Reserve Bank of Australia (RBA) forecasts predicted that the unemployment rate would remain at 4.3 per cent over the medium term. In its September statement on monetary policy, the RBA board noted that “labour market conditions have been broadly steady in recent months and remain a little tight”.
AMP economists said that the unexpected 4.5 per cent rise showed that labour market conditions were “clearly easing”, and not just “a little tight”, as the RBA had assessed.
In an economic update, accounting firm William Buck said the higher-than-expected unemployment rate had continued to “leave the door open” for a November rate cut.
However, it noted the RBA’s decision would likely be dependent on the quarterly inflation read, due for release at the end of October.
“Today’s data is one shoe down with another to come – the quarterly inflation data due on 29 October. A high result could delay the timing and make the November board decision a closer call,” it said.
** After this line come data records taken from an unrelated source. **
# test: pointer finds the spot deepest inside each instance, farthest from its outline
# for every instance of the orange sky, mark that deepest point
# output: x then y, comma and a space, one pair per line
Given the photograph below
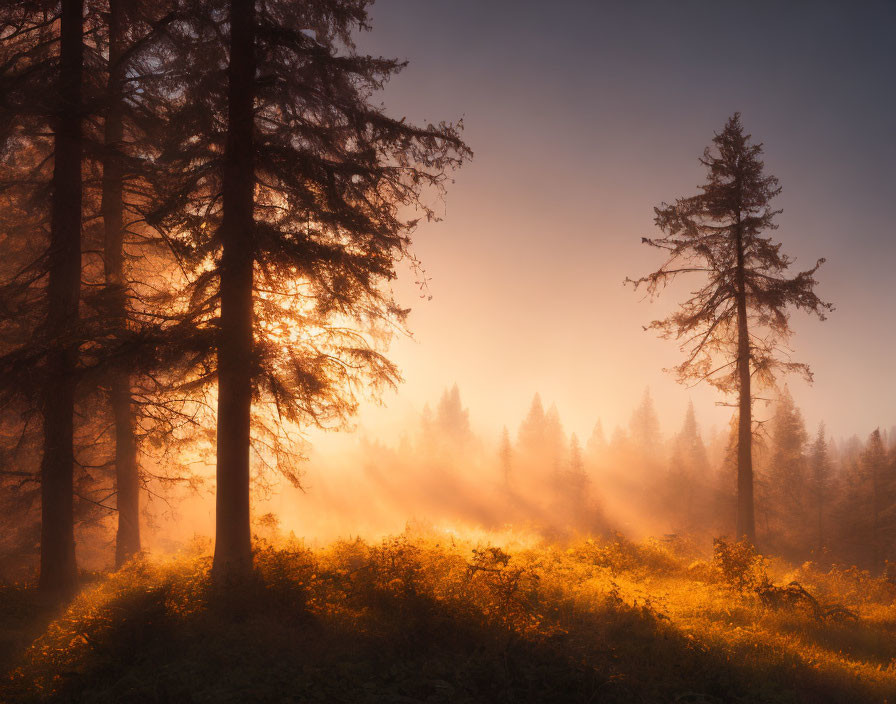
582, 118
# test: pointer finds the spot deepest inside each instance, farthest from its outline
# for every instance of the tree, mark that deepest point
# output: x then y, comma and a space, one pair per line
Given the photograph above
58, 570
689, 469
735, 327
820, 478
788, 485
505, 455
288, 194
644, 428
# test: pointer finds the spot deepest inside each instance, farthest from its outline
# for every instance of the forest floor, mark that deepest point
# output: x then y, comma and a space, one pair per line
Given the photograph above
435, 618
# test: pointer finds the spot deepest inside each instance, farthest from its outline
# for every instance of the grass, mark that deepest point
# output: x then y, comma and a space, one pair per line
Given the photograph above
434, 618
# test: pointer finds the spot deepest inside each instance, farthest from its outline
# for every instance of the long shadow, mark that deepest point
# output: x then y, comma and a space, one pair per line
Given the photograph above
397, 645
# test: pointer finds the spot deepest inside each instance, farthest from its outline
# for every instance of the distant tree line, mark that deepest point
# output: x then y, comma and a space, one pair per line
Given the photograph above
202, 204
817, 498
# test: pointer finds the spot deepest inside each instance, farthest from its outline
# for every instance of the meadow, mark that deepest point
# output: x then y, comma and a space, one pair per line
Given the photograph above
429, 616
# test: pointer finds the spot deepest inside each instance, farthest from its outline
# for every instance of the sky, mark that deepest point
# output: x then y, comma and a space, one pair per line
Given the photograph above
583, 116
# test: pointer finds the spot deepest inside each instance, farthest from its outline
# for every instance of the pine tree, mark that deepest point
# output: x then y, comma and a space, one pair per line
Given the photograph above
788, 483
286, 192
505, 455
820, 474
58, 570
732, 329
689, 470
644, 428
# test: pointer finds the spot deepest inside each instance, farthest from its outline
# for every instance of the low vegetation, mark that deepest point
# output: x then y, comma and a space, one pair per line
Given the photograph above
435, 618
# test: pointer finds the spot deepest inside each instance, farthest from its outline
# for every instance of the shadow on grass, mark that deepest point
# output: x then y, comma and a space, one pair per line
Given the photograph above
374, 634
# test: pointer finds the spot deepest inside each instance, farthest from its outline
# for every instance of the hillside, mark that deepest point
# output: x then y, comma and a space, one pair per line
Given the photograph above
437, 618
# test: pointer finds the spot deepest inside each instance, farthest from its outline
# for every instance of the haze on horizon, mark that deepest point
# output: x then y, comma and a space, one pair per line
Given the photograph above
582, 119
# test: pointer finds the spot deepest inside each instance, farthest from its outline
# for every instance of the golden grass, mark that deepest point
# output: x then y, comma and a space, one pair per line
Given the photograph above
605, 620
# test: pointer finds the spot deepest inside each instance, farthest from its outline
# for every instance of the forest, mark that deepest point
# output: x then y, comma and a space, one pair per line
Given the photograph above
210, 234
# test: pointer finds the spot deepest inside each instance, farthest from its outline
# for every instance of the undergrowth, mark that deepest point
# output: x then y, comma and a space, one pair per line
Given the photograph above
433, 618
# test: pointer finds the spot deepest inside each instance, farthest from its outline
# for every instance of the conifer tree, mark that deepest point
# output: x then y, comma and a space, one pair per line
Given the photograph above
732, 328
287, 194
820, 474
788, 484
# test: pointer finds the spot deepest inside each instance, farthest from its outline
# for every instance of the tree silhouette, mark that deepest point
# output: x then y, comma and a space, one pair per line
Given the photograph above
291, 198
736, 326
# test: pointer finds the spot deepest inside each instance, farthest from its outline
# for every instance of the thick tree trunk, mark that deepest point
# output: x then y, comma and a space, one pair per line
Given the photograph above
746, 522
127, 542
233, 550
58, 570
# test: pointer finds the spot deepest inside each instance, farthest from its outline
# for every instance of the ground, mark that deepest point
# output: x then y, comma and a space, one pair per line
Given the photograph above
430, 617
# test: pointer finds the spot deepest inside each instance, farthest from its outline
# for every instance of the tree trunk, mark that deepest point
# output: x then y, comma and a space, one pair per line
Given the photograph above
127, 481
746, 522
233, 550
58, 570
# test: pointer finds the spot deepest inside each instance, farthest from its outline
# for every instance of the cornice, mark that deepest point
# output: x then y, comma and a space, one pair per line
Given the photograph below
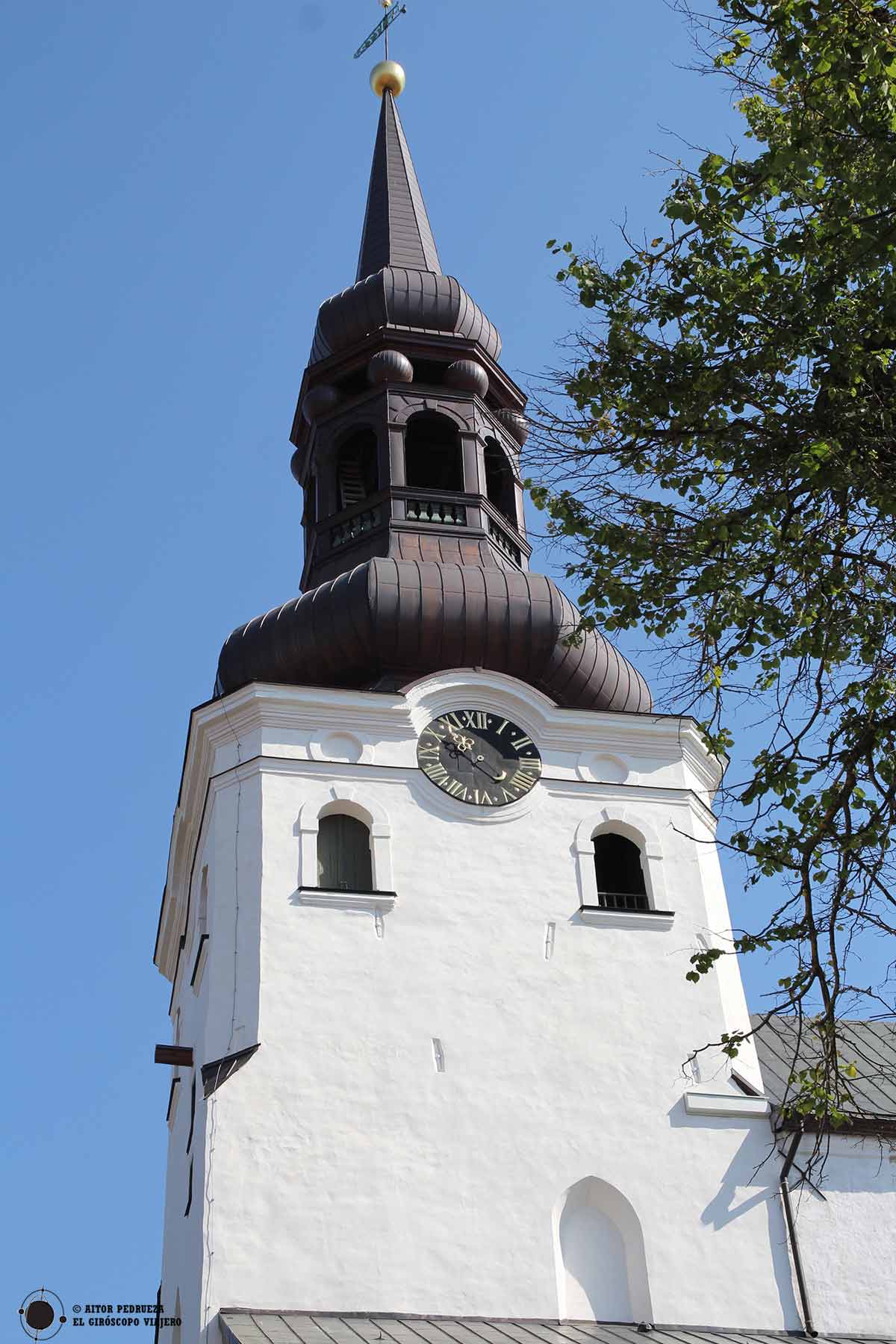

William Buck noted that the data indicated a broad slowdown in the employment market.
“Whichever way we cut the data, there’s a clear slowing underway. Employment growth was 1.3 per cent in the 12 months to September, the softest result since March 2021,” its statement said.
“Moreover, in the 12 months to September, a net total of 190,500 jobs were created, well down from the 426,800 recorded just nine months earlier in January.”
In its September meeting, the RBA board reiterated its cautious and gradual approach to monetary easing, given the balanced risks to Australia’s economy.
“[Members] agreed that the flow of information since the previous meeting, the forecasts from August and their judgement about the extent of policy restrictiveness collectively implied that there was no need for an immediate reduction in the cash rate target,” RBA meeting minutes said.
“Looking ahead, members noted that it was appropriate for the board’s decisions to remain cautious and data dependent.”